Now, think of your winner. Go through this checklist and check the boxes that apply to your book. We’re going to display these in the hallway so that other people in the school can see which books we liked. Your checklist will serve as a book review for those students. So if they’re looking for something funny, they’ll want to pick one that has the funny box checkmarked. Finally, I want you to design an award in the circle. This award needs to be designed very carefully because if the book you choose wins the Caldecott on the 27th, we’ll cut out your medal and put it on our classroom copy of the book… for the whole year! [If more than one student chooses the winner, ask your school librarian if she’ll put the other medals on the additional copies of the book in the library.] We will be watching the live announcement in two weeks so we’ll be able to see if any of our predictions were correct!”

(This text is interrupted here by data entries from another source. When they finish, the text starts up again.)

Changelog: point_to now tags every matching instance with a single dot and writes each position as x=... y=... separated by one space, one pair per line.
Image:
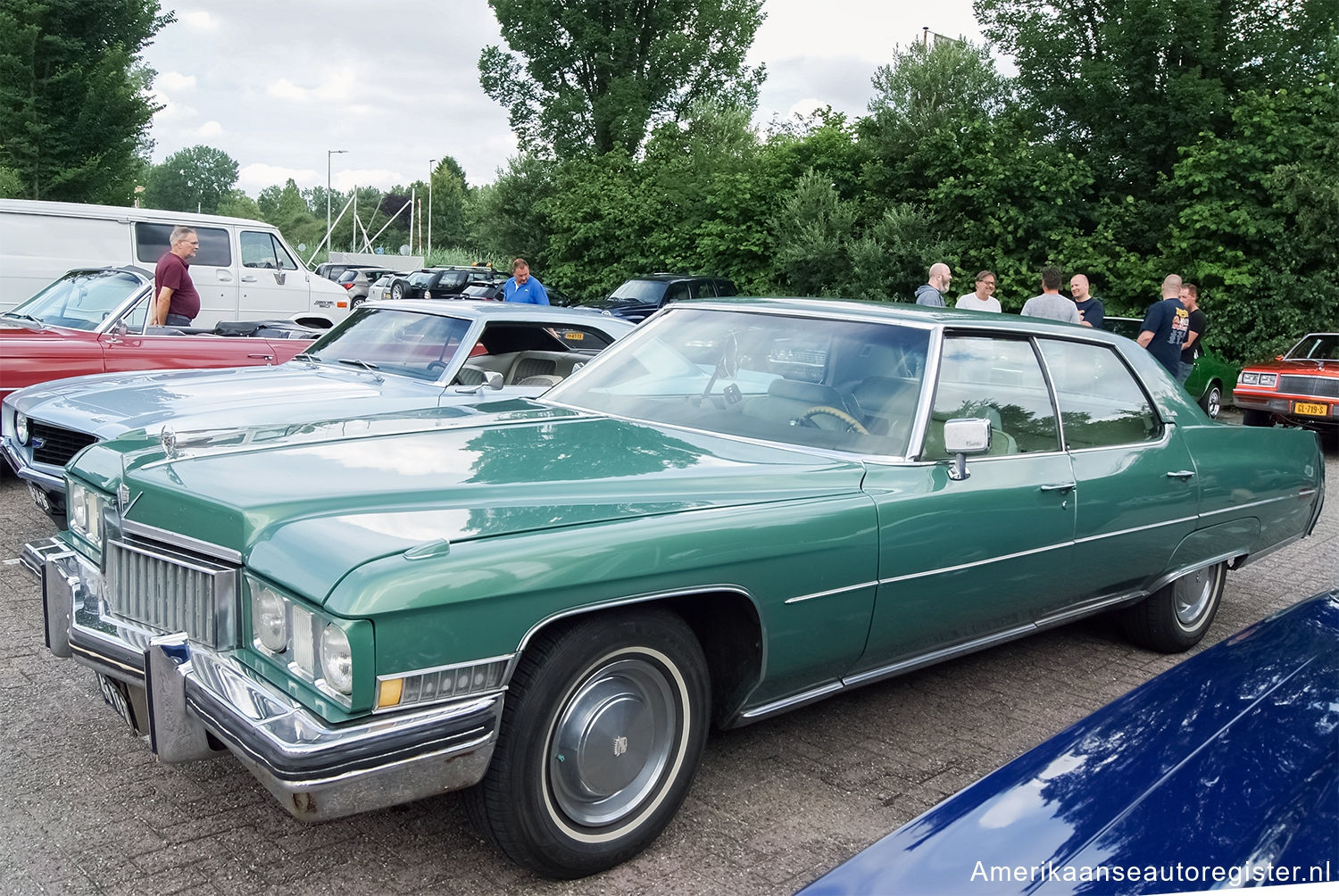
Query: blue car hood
x=1229 y=759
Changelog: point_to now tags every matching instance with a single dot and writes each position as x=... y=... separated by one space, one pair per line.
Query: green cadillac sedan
x=741 y=508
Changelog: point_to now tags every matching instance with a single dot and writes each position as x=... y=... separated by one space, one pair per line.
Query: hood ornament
x=169 y=441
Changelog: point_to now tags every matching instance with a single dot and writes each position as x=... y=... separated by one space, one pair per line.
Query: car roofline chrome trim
x=195 y=545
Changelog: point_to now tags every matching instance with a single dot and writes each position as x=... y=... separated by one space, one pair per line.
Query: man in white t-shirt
x=985 y=296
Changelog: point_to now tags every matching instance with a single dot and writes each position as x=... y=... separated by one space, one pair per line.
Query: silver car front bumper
x=192 y=702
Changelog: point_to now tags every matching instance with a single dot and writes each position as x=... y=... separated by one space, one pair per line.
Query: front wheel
x=1176 y=617
x=1212 y=401
x=600 y=738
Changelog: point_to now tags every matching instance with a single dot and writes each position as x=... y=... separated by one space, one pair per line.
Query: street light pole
x=431 y=163
x=329 y=153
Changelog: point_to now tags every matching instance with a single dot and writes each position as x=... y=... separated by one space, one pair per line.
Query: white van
x=244 y=270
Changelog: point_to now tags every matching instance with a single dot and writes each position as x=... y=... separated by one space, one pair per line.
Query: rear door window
x=152 y=243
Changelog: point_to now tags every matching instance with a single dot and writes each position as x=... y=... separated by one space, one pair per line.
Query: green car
x=1210 y=379
x=742 y=508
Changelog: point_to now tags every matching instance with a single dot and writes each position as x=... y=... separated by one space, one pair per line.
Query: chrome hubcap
x=612 y=743
x=1192 y=593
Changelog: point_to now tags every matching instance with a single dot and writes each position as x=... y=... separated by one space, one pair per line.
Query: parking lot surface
x=86 y=809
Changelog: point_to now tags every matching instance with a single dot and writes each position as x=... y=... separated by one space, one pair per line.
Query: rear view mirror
x=966 y=436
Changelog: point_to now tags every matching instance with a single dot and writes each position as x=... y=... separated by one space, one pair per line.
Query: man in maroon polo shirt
x=176 y=300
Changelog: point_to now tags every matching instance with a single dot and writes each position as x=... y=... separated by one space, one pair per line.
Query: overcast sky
x=276 y=83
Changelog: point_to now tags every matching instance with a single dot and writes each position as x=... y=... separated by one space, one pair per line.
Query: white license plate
x=117 y=697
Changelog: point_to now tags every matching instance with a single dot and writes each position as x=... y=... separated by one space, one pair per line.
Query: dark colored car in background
x=1301 y=387
x=640 y=297
x=1210 y=379
x=359 y=281
x=442 y=283
x=1221 y=772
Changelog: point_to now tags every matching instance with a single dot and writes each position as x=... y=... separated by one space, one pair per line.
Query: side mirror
x=961 y=436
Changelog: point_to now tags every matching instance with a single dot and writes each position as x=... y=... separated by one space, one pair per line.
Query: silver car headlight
x=303 y=641
x=83 y=510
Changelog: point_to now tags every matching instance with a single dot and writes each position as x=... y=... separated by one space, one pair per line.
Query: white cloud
x=174 y=80
x=198 y=21
x=257 y=177
x=380 y=178
x=286 y=88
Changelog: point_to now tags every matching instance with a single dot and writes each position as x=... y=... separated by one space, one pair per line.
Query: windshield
x=1317 y=347
x=390 y=340
x=640 y=291
x=80 y=300
x=803 y=380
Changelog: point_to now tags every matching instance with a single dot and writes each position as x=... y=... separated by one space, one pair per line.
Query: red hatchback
x=93 y=321
x=1301 y=387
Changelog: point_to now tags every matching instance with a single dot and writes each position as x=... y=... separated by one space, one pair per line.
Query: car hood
x=307 y=504
x=107 y=404
x=1229 y=759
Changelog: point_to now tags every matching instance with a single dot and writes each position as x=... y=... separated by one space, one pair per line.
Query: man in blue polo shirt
x=522 y=286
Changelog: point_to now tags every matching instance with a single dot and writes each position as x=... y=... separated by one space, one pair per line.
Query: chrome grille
x=1318 y=386
x=171 y=593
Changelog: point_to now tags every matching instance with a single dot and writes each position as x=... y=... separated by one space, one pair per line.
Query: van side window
x=264 y=251
x=152 y=241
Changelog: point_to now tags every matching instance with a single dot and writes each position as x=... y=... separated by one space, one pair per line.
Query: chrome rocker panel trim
x=201 y=703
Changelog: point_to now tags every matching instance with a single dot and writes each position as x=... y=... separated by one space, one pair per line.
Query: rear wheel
x=602 y=735
x=1252 y=417
x=1176 y=617
x=1212 y=399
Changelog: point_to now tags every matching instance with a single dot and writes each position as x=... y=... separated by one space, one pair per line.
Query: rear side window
x=1101 y=402
x=152 y=243
x=264 y=251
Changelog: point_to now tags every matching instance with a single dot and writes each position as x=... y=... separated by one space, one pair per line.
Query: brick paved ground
x=85 y=808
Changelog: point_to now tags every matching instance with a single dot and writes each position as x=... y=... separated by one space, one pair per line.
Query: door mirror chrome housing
x=961 y=436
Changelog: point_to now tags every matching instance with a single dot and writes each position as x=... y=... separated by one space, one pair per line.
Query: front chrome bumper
x=195 y=703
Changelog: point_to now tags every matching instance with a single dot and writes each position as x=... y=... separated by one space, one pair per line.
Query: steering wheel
x=824 y=410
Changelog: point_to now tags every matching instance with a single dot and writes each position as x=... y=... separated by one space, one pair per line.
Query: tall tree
x=74 y=95
x=596 y=74
x=189 y=179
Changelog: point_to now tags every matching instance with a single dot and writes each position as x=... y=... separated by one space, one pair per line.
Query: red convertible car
x=93 y=321
x=1301 y=387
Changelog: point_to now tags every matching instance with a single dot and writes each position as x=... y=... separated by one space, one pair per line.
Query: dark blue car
x=1224 y=770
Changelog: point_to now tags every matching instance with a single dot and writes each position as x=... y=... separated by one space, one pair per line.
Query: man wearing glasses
x=176 y=300
x=985 y=296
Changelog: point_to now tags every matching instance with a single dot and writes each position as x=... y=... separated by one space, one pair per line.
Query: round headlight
x=270 y=620
x=337 y=660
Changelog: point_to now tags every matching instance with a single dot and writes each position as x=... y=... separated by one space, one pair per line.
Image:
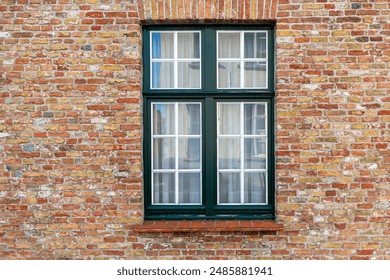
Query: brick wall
x=71 y=127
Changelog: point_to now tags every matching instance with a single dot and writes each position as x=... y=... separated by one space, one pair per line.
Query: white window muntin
x=242 y=59
x=176 y=136
x=242 y=170
x=175 y=59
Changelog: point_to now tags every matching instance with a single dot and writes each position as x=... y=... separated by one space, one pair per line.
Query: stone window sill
x=207 y=226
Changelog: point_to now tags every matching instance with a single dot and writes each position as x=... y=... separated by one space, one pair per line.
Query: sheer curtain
x=186 y=60
x=231 y=60
x=241 y=153
x=176 y=159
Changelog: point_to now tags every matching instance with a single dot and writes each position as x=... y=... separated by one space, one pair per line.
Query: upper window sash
x=242 y=59
x=175 y=59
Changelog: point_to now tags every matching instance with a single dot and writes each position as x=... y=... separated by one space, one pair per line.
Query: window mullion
x=175 y=72
x=242 y=188
x=176 y=153
x=242 y=59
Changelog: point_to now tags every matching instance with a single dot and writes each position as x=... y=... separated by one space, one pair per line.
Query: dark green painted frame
x=208 y=95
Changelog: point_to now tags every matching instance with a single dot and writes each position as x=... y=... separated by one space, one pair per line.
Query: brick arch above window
x=207 y=9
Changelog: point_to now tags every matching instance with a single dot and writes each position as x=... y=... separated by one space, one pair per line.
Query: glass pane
x=162 y=75
x=162 y=45
x=229 y=45
x=189 y=153
x=164 y=188
x=254 y=122
x=163 y=153
x=163 y=119
x=229 y=74
x=229 y=151
x=189 y=119
x=229 y=119
x=188 y=45
x=189 y=188
x=255 y=74
x=229 y=188
x=255 y=187
x=255 y=45
x=254 y=153
x=188 y=75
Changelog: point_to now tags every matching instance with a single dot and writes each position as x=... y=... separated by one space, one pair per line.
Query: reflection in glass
x=255 y=74
x=189 y=153
x=255 y=45
x=254 y=153
x=229 y=74
x=162 y=74
x=229 y=153
x=189 y=188
x=162 y=44
x=254 y=187
x=163 y=119
x=254 y=119
x=188 y=74
x=229 y=118
x=229 y=188
x=163 y=153
x=189 y=119
x=229 y=45
x=163 y=188
x=188 y=45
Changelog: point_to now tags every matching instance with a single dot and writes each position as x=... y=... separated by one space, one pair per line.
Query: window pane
x=189 y=188
x=229 y=188
x=229 y=74
x=162 y=45
x=163 y=119
x=188 y=74
x=229 y=45
x=188 y=45
x=229 y=151
x=189 y=153
x=229 y=119
x=255 y=45
x=162 y=75
x=254 y=153
x=254 y=122
x=189 y=119
x=255 y=74
x=163 y=153
x=164 y=187
x=255 y=187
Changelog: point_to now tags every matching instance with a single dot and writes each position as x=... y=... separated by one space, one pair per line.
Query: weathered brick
x=71 y=131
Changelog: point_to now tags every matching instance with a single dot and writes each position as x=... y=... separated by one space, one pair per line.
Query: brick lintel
x=208 y=226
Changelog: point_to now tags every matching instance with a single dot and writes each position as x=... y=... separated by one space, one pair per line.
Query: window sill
x=207 y=226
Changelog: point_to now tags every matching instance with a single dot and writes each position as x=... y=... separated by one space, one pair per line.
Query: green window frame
x=208 y=102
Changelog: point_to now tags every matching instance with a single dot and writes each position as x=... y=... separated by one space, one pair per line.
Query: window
x=208 y=122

Below are actual student work samples from Mrs. Svarda’s class. Aren’t their medals so great?
- Fill your classroom library with Caldecott winners from past year. Discuss how the pictures and illustrations have changed over time.
- Have students write an actual book review about the winner they chose. Post the review with the checklist.
- Write a friendly letter to congratulate the illustrator on the award.
- Write a persuasive letter to the committee telling them why an alternative book should have won.
- Use various Caldecott winners as Authors as Mentors in writing workshop. For example, use David Wiesner to teach storytelling through pictures in wordless books.
This video from TeachingBooks.net shares stories and snippets from past winners. It made me tear up to hear all of their stories!
This bookmark was designed by Brian Selznick (2008 winner for Hugo Cabret) and has some fun questions and answers about Caldecott history on it.
Want to do a full and complete Mock election in your classroom? You can purchase the entire resource from the ALA here.
So, what books would I use for this year?
Mr. Tiger Goes Wild by Peter Brown – I pick this one to win it all!
Flora and the Flamingo by Molly Idle – This one is my close second. It has a chance to win it all as well.
Battle Bunny by Jon Scieszka and Mac Barnett – you have to watch the trailer for this one too!
The Dark by Lemony Snicket and Jon Klassan – Klassan won last year for This is Not my Hat
That is really NOT a good idea by Mo Willems – I just love this story in general and think Willems deserves a win at some point.
Journey by Aaron Becker – this one is on ALL the Mock list. Although not my fave, I think we may see it win the medal this year.
Mr. Wuffles by David Weisner – will he win it for a FOURTH time?!?
The Mighty LaLouche by Matthew Olshan – this is getting a lot of credit and buzz as of late…
And even though it can’t win… Ballad by Blexbolex
Happy reading and see you on the 27th!